Bill No. 137, which the government has just published and wants to pass into law before the summer recess, will protect corrupt officials. While this bill is less severe than the Prime Minister’s previous threat to guarantee impunity for officials who commit criminal acts, it still represents a serious step backward for our country’s already weak anti-corruption infrastructure.

This law crushes the rights of corruption victims and protects corrupt officials because it dismantles the effectiveness of Article 1051A of the Civil Code – one of the few tools corruption victims currently have to seek justice.

Bill 137 shifts the consequences of corrupt acts committed by public officials from those officials to the State. This means that public officials who commit acts of corruption will now avoid civil consequences for their actions unless those actions are first proven in a criminal court that must definitively find them guilty.

This is a serious and dangerous step backward. The new law builds a wall between those who abuse power and their victims. It shields corrupt officials with the armor of the State and warns their victims – individuals and businesses who have suffered real harm due to corruption – that they can only take action against those who abused their power to recover what was lost if the State first prosecutes and secures a conviction.

Article 1051A of the Civil Code currently gives corruption victims the right to seek compensation from public officials responsible for the losses they suffered due to corruption. Bill 137 does not remove this provision but guts it and dismantles its effectiveness.

In simple terms, when this new Bill becomes law, corruption victims will be forced to sue the State, not the officials who committed the corruption. Personal consequences for the corrupt will disappear unless there is a final decision from a criminal court. Precautionary measures against these officials will automatically be lifted, and even provisionally, the money they stole through corruption cannot be frozen.

It must be clear that these are rights citizens currently have under the law, and the government is taking them away.

This new Bill sends the message that civil accountability applies to everyone except corrupt officials. Citizens will still be able to sue corrupt officials from private companies, for example. But they will lose the right to sue a government official who is either corrupt or who saw the corruption and remained silent to allow it to happen.

Unless there is a criminal conviction – which we know is rare in Malta in corruption cases – the corrupt official walks away and keeps what they stole.

We do not object to protecting public officials who make genuine mistakes.

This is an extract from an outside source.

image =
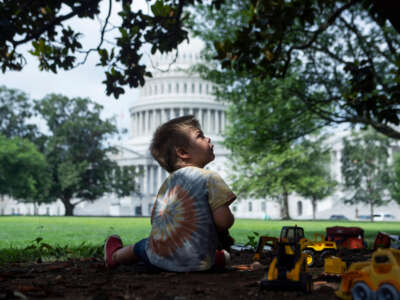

But this law does not distinguish between genuine mistakes and abuse of power. In fact, we believe the government is holding conscientious officials hostage – those who want protection from personal consequences in case of a mistake – to use a law that protects them in order to protect the corrupt or those officials who knowingly do nothing to stop others’ corrupt acts.

This Bill treats a minor administrative error and the embezzlement of millions of euros the same way. In both cases, the official is protected, and if the civil court finds that citizens were victims of corruption, it is the citizens themselves who will pay the compensation through their taxes – not the thief. We become double victims of corruption: first when the official steals from us, then when we pay back what was stolen.

With this cover to shield corrupt officials and the requirement to raise the burden of proof of corruption to that required for a criminal conviction, the government is dismantling the legal deterrent we currently have against abuse of public office. The government is incentivizing impunity. The government is closing off a path that Maltese citizens and businesses currently have when harmed by corruption.

This reform is another wound in the ongoing capture of the Maltese State and the systemic corruption we suffer. We have seen what happens when corrupt officials act without fear of consequences. This law does not stop corruption. Instead, it guarantees impunity. It does not defend the public service. Instead, it protects those who betray it.

We appeal for this Bill to be amended so that State protection for public officials excludes cases of corruption, abuse of office, and fraud. We appeal for the right of corruption victims to seek damages directly from corrupt officials without the need for a criminal conviction to remain untouched. We appeal for Parliament to strengthen, not weaken, the Civil Code provisions that offer access to justice for those harmed by abuse of power.

Justice delayed is justice denied. This Bill is designed to delay and deny accountability. It must not pass in its current form.

We also reiterate our appeal to the authorities that before rushing to Parliament to change laws that continue to erode citizens’ rights, they consult the public and civil society and recognize the sacred democratic right of those whose rights are being taken away, to be heard.